I recall someone else starting a thread in the same vein:

1. Assume U = the set that contains everything
2. If there's a that U contains everything, U must contain itself

Line 2 might need some explaining. Suppose E = everything. U = {E}. But then U can't be {E} because we can think of {{E}, E} that's a better match for U. However, {{E}, E} ain't it either because there's {{{E}, E}, {E}, E} [nested sets]...the process reiterates ad infinitum and, I suppose, ad nauseum.

There's also the matter of power sets. Suppose P(A) is the power set of set A, I believe a proven theorem in set theory is that the P(A) > A.

1. There's a U that's the set of everything [assume for reductio ad absurdum]
2. P(U) > U [The theorem I spoke of above]
3 . If U is the set of everything then, any set A is such that A < U
4. Any set A is such that A < U [from 1, 3 modus ponens]
5. If any set A is such that A < U then, P(U) < U
6. P(U) < A [from 4, 5 modus ponens]
7. P(U) > A and P(U) < A [2, 6 conjunction, also a contradiction]
Ergo,
8. There's no U that's the set of everything [1 to 7 reductio absurdum]

E = everything — TheMadFool

In set theory, 'everything' doesn't name a thing. Rather, 'everything' is used for quantification.

(1)

Suppose ExAy yex. ("There exists an x such that every y is a member of x")

Let Ay yeU.

So UeU.

'UeU' is not a contradiction (self membership is consistent with ZFC-regularity).

(2) Cantor's paradox

Suppose ExAy yex.

Let Ay yeU.

So PU is a subset U. ("The power set of U is a subset of U")

So Ef f is an injection from PU into U.

So Ef f is a surjection from U onto PU.

Previously proved theorem: Ax ~Ef f is a surjection from x onto Px.

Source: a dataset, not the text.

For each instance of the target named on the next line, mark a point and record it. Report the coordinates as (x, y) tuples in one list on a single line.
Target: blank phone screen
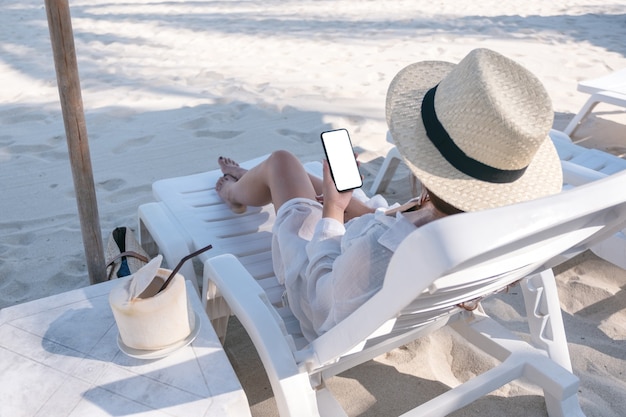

So ~Ef f is a surjection from U onto PU.

So ~EAy yex.

In set theory, 'everything' doesn't name a thing. Rather, 'everything' is used for quantification.

(1)

Suppose ExAy yex. ("There exists an x such that every y is a member of x")

Let Ay yeU.

So UeU.

'UeU' is not a contradiction (self membership is consistent with ZFC-regularity).

(2) Cantor's paradox

Suppose ExAy yex.

Let Ay yeU.

So PU is a subset U. ("The power set of U is a subset of U")

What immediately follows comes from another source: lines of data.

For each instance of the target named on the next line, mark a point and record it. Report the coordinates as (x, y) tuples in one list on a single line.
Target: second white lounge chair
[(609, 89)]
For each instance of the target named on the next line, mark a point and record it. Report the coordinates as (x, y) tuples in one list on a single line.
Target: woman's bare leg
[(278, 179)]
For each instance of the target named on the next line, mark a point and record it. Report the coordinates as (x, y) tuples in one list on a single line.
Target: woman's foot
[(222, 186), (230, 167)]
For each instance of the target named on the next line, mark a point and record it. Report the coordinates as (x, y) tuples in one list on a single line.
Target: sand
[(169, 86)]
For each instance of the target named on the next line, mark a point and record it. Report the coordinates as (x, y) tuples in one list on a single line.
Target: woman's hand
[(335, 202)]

So Ef f is an injection from PU into U.

So Ef f is a surjection from U onto PU.

Previously proved theorem: Ax ~Ef f is a surjection from x onto Px.

So ~Ef f is a surjection from U onto PU.

So ~EAy yex. — TonesInDeepFreeze

Above my paygrade fellow forum member. Thanks for the effort. Much appreciated! When I do get round to studying set theory in earnest, I might just be able to have a intelligent conversation with those like you who know their stuff.